As an example, Autodesk promoted Forge as a tool to build and rebuild supply chains, which has become an important topic … again.
Coronavirus dramatically disrupted supply chains when Asia mobilized to fight the virus. Asian suppliers, especially China’s suppliers, locked down and disappeared. They recovered quickly but their customers learned immediately the value of multiple supply chains with sources maybe closer to the point of use.
“Physical and virtual production will be forever redrawn,” said Anagnost.
Five years ago, Autodesk teamed with Schneider Electric to improve the design and operation of buildings using Schneider’s expertise in electrical engineering. Now, Schneider is using Forge to build a cloud-based platform that takes advantage of generative design and machine learning to propose infrastructure design networks using building plans. The system will offer tools to consider load distribution, power balancing, equipment sizing, and single line diagramming for Revit.
Autodesk is using Forge to follow up on a promise made last year to tighten the links between Inventor and Revit. This year, Autodesk gave it a name: Design for Manufacture and Assembly. And, again, it’s Forge that would be making the connections for applications such as online configurators for architects specifying manufactured components.
The types of work Forge is being called on to do are similar to what it’s always been doing—making links between applications to create new applications. But the opportunities are growing as Forge is being used and new APIs get developed. The applications are getting ever smarter with AI.
Putting it together
Customers in AEC are demanding integration and collaboration because their work requires them to collaborate with a combination of capabilities, programs, and skills. But Autodesk has that challenge internally as well. The APIs Forge is using are the same tools being used by Autodesk’s developers to build products and enable interoperability.
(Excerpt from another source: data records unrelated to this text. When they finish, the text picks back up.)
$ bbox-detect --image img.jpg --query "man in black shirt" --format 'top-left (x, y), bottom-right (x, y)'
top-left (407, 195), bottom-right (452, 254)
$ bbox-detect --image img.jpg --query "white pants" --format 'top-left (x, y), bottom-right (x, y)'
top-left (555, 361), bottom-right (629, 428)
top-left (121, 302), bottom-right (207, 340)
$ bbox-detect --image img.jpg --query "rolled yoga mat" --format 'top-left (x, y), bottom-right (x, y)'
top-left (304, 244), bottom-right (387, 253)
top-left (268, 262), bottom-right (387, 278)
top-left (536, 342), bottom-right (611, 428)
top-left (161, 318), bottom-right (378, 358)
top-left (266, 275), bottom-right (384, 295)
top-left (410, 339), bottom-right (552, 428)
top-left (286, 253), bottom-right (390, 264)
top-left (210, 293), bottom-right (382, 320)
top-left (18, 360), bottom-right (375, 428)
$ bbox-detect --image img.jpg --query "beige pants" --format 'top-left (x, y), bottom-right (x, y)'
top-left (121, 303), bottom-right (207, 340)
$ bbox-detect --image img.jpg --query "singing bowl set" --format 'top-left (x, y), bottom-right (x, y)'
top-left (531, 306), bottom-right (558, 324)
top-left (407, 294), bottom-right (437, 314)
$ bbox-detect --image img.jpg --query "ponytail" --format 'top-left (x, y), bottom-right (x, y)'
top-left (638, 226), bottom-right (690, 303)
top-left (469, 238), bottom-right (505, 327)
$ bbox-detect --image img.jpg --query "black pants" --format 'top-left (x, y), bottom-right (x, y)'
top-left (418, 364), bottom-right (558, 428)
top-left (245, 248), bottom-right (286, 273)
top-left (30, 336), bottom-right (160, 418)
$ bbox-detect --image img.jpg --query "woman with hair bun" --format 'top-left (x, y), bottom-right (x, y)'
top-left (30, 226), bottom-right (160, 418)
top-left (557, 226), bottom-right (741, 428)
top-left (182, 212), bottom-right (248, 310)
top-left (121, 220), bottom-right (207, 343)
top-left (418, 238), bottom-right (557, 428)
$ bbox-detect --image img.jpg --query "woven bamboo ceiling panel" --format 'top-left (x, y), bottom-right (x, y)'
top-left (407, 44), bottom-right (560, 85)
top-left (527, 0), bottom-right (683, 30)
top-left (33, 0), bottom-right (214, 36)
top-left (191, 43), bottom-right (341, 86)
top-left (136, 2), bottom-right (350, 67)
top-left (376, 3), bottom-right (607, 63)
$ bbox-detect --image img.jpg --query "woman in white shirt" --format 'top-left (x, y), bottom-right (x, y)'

Autodesk has been described as a collection of fiefdoms, which is not unusual for large companies that have grown by acquisition and are ambitious in the markets they want to serve. Autodesk’s goal has always been to go to market with the strength of its broad product line but progress on that front has sometimes been slower than the company would like. This new era the whole world is now entering will reward those companies that can build strong lines of communication internally as well as externally.